I also wanted to claim Portland as home. I wanted it to be known as the city where I’d be in a week, a month, and a year. I wanted to prove that I had done it, that I had found a place and made it mine, a place that was just as special to me as the place where I had spent the first 22 years of my life. A place that wasn’t just part of the "I-just-graduated-college-and-need-a-wild-adventure-so-I'll-just-move-across-the-country" phase. A place that wasn’t just the next stop in a long line of them. Portland was more than that to me, so I crafted it into a home.

So when I hopped on that red-eye flight a month ago, I wasn’t sure what to expect from my visit. I wasn’t sure how to exist in Fargo while still being true to the home I left out West, the only home where I believed the real, messy growth could happen for me now. But as I got off the plane and slowly immersed myself back into my Fargo life, I started doing what I did in Portland. I put one foot in front of the other each day, opened my eyes each morning, and existed in the world the same way. (Or, at least mostly the same way. I had to drive a lot more because of the, you know,  -35 degree weather and wore more scarves than normal for that same reason.) But just like I did in Portland, I showed up, tried my best, and asked a lot of questions. I let the real, messy growth happen.

I was only in Fargo for two weeks, but I made it home. I allowed myself to find home there. I tossed out this silly idea that I could only have one home, and instead let myself believe that there was enough love and comfort and homeyness to go around in places that are 1500 miles apart. I did more than just show up in Fargo; I grabbed the microphone and took the stage and belted as loud as I could.

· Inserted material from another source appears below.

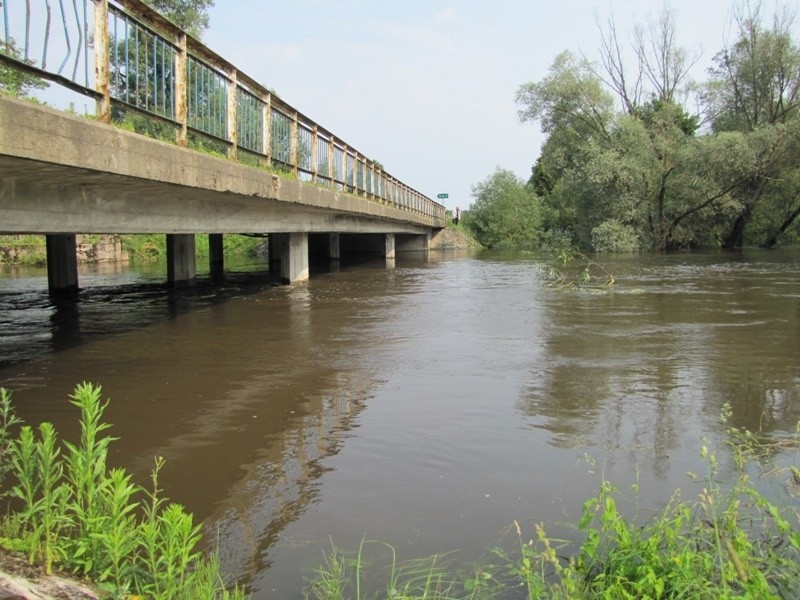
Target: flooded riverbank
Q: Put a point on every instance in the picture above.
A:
(429, 405)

I chatted with my 8th grade boyfriend, my junior year fling, and the man I kissed before moving to Portland. In the same night. At the same bar. I was the least helpful member of a trivia team, but was still invited back to play the next week. I disrupted an entire restaurant during dinner because who can contain laughter when talking about high school love?

I sat across from college-year mentors—professors and bosses and advisors, sharing tea or hot chocolate or a meal—who are still mentors, but now, are also friends. I baked sugar cookies from the same recipe, in the same mixing bowl, and with the same kind of sprinkles that my family has used for as many years as I am old. I navigated from one end of town to the other without checking Google Maps, accurately guessed how long it would take get there, and never needed to parallel park. Ever. 

I connected with someone I’ve known from a distance, ate at restaurants that didn’t exist a year ago, and stayed in a new house with a new dog and a new family member. Fargo reminded me of the life I wasn't living full-time anymore, but that didn't mean I had to hold back from life there. Fargo was full of life. Old and new, fun and serious, good and bad. And home is where there is life.

Home is Fargo. And home is Portland. Home is wherever you find it, wherever you are or allow yourself to be in a given moment. Wherever you find yourself surrounded by—or sometimes looking for—love and people and life. Or wherever you find yourself surrounded by—or sometimes running from—challenges and questions and the hard realities of life. Sometimes, home is the place you can’t wait to return to after a vacation, and sometimes it’s the place you can’t wait to leave after a rough patch of life. Home is where you’re from, where you are, and where you’ll be.

Home is Fargo. Home is Portland. Home is where you make it yours.